There are multiple limitations to our study. First, our data relied on multiple trauma registries and data collectors, making the process vulnerable to miscoding and misclassification. Second, though we attempted to include all COVID trauma patients presenting during the study period, likely some were missed early in the pandemic when routine testing of all trauma patients had not begun. Third, we could have matched patients based on additional characteristics like race, insurance status, and comorbidities, which may have made our groups more similar. Unfortunately, this would have led to unmatched COVID patients, which we felt was not acceptable with an already small sample, which is in and of itself a limitation to this study. Notably, our COVID cohort was more likely to have CHF and be uninsured, both of which are known risk factors for mortality in trauma [26
]. Additionally, COVID patients were less likely to be alcohol positive, though we doubt alcohol contributed to increased mortality as its relationship to mortality in trauma is controversial and some studies have even suggested it improves mortality [30
]. Our COVID cohort also had a higher ISS and a higher percentage of patients with hypotension, though this did not reach statistical significance. Also, only two patients in the COVID group definitively died of COVID-19-related complications. Finally, we did not have access to inflammatory markers, coagulation disturbances, or exact timing of COVID-19 symptoms, which would have provided additional insight into the severity of COVID-19 infection, which may have been predominantly minor infections in our study population given there was no difference in rate of pneumonia. Future studies should consider stratifying COVID patients by infection severity and including a more injured population of COVID-positive trauma patients to allow for a more complete description of the virus’ effects on trauma outcomes.

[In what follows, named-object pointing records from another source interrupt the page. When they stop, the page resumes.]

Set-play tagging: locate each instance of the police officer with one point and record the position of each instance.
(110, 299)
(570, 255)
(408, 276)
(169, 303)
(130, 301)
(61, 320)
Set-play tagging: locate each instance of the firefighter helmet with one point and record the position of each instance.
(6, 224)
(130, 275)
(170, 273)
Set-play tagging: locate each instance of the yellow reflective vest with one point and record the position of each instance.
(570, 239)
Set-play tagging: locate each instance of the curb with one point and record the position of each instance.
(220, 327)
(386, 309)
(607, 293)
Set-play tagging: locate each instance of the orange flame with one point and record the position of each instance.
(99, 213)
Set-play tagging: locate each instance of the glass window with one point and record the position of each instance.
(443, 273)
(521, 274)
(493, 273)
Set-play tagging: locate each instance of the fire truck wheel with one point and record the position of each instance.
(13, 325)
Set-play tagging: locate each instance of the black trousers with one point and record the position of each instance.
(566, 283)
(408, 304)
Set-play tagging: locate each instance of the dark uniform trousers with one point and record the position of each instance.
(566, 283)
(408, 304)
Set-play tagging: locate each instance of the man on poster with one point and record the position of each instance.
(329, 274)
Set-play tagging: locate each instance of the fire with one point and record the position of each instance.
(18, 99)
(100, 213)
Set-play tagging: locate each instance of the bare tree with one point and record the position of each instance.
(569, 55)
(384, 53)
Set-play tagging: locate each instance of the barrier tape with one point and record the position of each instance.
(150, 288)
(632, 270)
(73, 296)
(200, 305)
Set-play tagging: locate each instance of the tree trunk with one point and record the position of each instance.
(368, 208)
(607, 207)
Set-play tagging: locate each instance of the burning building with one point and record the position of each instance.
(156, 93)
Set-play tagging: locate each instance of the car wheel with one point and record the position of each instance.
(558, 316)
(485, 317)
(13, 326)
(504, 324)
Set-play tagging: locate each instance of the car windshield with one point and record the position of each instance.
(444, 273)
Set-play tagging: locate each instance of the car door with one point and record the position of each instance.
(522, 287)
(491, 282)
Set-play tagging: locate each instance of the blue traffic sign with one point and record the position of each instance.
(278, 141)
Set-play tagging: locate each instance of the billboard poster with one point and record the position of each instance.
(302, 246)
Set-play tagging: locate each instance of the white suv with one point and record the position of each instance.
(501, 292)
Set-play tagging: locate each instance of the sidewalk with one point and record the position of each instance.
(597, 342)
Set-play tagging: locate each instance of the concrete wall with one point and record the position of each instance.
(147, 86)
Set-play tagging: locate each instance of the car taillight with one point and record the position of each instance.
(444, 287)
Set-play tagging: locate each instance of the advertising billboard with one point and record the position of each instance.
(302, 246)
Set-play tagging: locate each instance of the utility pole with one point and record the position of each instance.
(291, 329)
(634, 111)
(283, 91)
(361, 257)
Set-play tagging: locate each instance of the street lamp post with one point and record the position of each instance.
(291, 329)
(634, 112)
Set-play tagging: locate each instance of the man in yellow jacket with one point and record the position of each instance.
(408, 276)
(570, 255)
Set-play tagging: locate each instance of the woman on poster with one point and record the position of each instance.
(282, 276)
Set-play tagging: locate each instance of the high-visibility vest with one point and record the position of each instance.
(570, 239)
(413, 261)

This multicenter retrospective study of 11 ACS Level-I and -II trauma centers found increased rates of mortality and pneumonia, as well as a longer LOS, for COVID trauma patients compared to a similar propensity-matched cohort of non-COVID patients. Further studies are warranted to validate these findings and elucidate the underlying cause (e.g., worsened respiratory failure), as well as predisposing factors responsible for higher mortality in COVID trauma patients.
Conflict of interest
The authors report no conflicts of interest.
Ethics approval was not required for this retrospective, deidentified study.
Consent to participate
This study was approved by the University of California, Irvine and each participating site’s Institutional Review Board and deemed exempt from need for consent.
Consent for publication
Not required, as this was a retrospective, deidentified study.